A Great Bookstore in Action is a slim 32-page volume printed in 1939. It’s a record of a speech given by Adolph Kroch (here is a detail rich obituary), who was a very successful Chicago-based bookseller, active in the 20’s and 30’s.
In just these few pages, Kroch comes across as a like minded soul that I’d love to have had coffee with. The book starts up with his recounting how he got started in book selling and ends with his sharing ideas of how to fix all that was broken with the bookselling industry.
I have to admit that it was fun to read his thoughts, from my 2017 armchair, and have the luxury of looking back to see what all has changed and, sadly, what things have not.
Appreciating the value of a good book while realizing the amazing event that takes place when a thoughtful bookseller connects the right book with the right reader, informs every page. Even today, this idea of a local community bookstore being able to guide its surrounding neighbors to worthwhile books is a lofty service.
He was an advocate for professionally training booksellers and publishers in some way. Thankfully we have much of that covered these days between what’s offered at the Denver Institute and all the classes the ABA have.

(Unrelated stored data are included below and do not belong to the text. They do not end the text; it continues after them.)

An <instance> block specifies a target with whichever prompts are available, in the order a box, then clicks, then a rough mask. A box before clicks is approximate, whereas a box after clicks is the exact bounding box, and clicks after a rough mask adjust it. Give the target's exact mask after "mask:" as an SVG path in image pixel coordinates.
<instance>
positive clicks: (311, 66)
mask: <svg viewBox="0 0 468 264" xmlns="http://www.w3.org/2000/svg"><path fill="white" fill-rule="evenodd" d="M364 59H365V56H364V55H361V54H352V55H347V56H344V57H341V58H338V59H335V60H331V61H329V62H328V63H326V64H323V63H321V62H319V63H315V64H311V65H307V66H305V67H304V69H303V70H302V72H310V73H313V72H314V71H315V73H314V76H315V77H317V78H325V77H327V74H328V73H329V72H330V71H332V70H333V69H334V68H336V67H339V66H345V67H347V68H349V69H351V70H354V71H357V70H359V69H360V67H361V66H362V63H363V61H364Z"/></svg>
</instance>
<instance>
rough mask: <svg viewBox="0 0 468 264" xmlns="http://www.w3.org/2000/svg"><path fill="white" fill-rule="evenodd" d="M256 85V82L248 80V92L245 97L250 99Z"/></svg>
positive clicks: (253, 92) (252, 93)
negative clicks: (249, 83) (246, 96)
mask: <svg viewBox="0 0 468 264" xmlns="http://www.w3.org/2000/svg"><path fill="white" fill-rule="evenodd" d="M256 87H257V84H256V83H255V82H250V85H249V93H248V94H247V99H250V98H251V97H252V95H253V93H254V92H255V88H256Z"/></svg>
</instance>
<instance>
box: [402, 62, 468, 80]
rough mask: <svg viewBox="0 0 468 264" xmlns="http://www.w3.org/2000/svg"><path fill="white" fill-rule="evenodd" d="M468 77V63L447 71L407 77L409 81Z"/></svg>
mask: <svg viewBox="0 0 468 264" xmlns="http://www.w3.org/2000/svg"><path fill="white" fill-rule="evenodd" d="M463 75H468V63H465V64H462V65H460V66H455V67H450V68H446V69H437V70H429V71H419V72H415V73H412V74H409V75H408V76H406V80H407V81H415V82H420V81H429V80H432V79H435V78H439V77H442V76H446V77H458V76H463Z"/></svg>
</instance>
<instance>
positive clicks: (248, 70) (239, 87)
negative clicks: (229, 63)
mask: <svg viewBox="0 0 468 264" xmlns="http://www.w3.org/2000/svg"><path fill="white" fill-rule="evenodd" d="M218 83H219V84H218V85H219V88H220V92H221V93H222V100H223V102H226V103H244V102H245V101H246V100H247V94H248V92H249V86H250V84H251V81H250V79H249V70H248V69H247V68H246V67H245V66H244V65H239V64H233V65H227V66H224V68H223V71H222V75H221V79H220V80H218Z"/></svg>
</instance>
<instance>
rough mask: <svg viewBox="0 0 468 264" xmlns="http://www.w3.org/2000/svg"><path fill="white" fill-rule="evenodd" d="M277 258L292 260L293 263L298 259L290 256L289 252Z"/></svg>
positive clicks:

Kroch rightly saw the implications of good books over the cheap fluff that some publishers and sellers were pushing. He was very concerned about successful authors that were able to write a book a year. He was not happy about the growing number of books publishers were cranking out each year either. But even that what not a new concern in 1939. Here’s a poem he shared from the 1600’s:
Can you imagine what he’d think of the industry today?
He also offered up a few sentences about the trend in the reading public to pull away from books and look to the growing movie scene and music for entertainment. Imagine how flustered he’d be today with every prospective reader having the entire internet in their pocket.
This book certainly isn’t a “must read” for folks, but it’s a wonderful peek at what the book industry was like in the 1930’s in the United States.
I’m giving the book 3 out of 5 stars and recommend it to anyone interested in the history of bookstores.